A common condition seen in young and old horses alike is allergic Respiratory Disease. Unlike humans, horses that have allergies tend to show more flu-like symptoms and less sinus and nasal effects. Their lungs become inflamed and are more susceptible to virus and bacterial infections. The horse owner sees this as frequent (recurrent) "chest colds" that the horse never quite gets over. Other symptoms include coughing, excessive eye discharge and exercise intolerance (gets tired easily).

The causes of allergic Respiratory Disease are many but some general classes of allergens are more common. Several types of mould spores and weeds found in otherwise high quality hay or straw seem to bother many horses. These contaminants are seasonal, so for the horse at pasture the problem may only be seen in spring and summer. However, hay that is taken from local fields represents a year round source. Each year, the horse usually shows more symptoms as the body's sensitivity to these allergens gets stronger and stronger.

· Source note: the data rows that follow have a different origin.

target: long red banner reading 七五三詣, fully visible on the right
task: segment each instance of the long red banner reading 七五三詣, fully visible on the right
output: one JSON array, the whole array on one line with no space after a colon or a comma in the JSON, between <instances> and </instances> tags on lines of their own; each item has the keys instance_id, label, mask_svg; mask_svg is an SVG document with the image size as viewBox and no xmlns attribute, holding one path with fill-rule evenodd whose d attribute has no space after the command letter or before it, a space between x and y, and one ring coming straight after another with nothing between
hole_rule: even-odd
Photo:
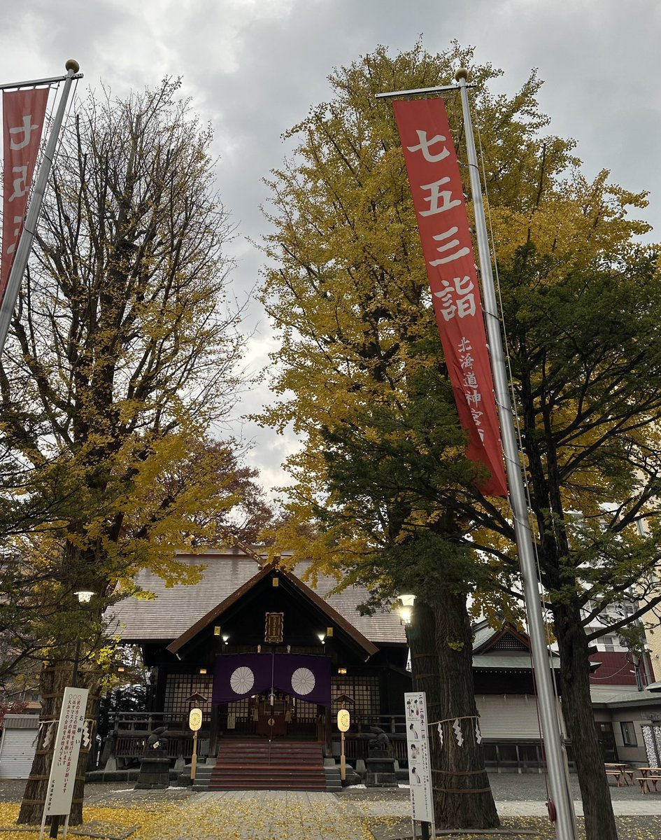
<instances>
[{"instance_id":1,"label":"long red banner reading \u4e03\u4e94\u4e09\u8a63, fully visible on the right","mask_svg":"<svg viewBox=\"0 0 661 840\"><path fill-rule=\"evenodd\" d=\"M481 491L507 496L487 334L459 161L442 99L394 102L427 276L466 455L491 477Z\"/></svg>"}]
</instances>

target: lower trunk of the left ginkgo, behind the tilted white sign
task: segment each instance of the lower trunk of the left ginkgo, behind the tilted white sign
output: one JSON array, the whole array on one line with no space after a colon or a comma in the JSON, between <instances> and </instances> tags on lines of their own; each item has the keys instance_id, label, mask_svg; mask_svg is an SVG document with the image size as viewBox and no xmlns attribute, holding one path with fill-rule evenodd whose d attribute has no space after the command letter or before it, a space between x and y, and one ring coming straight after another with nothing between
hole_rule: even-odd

Treatment of this problem can be as simple as keeping your horse outside where air circulation is optional (fresh air versus stagnant dust filled air). If your horse must stay in the stall most or all of the time, try to store your hay in a separate place; maximize airflow in the barn. If it is cold, put a blanket on the horse and soak the hay fed to the horse in water first.

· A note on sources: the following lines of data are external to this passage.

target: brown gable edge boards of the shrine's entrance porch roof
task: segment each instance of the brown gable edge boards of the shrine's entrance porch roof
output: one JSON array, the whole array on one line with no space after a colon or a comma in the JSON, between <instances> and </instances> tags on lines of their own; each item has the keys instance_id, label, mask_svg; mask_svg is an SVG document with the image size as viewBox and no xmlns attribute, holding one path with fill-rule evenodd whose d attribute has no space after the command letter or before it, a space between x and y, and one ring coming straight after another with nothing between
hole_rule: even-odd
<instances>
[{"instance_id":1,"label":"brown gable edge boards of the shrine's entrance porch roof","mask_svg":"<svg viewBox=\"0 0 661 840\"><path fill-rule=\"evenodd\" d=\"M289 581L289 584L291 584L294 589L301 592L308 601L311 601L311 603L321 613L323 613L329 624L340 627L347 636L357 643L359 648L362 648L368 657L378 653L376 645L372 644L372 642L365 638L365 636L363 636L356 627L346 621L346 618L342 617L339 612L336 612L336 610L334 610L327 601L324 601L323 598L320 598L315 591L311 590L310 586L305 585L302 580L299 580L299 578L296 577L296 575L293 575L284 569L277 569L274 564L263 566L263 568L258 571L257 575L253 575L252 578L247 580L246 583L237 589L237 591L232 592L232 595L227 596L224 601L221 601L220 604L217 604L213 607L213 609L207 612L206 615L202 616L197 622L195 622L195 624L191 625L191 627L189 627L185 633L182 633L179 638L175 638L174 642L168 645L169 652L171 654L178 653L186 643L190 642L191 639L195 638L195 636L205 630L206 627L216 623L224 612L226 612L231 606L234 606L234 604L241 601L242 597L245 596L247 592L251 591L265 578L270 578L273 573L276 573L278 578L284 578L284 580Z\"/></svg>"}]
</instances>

If the problem is not taken care of by the above steps, then your vet should get more involved in the process. Diagnostically, the vet can help by performing a simple procedure that looks at the fluid and cells in the horse's lungs to determine the severity of the allergy. Secondly there is a relatively new blood test that can specifically determine what "things" the horse is allergic to and allow for production of a "customised" treatment for that individual horse. Other general treatments include corticosteroids (cortisone) and bronchodilators (like those taken by human asthma patients). The important thing to realise is that recognising your horse has this problem is more than half the battle. Once that is done, proper treatment can dramatically improve the usefulness of your horse.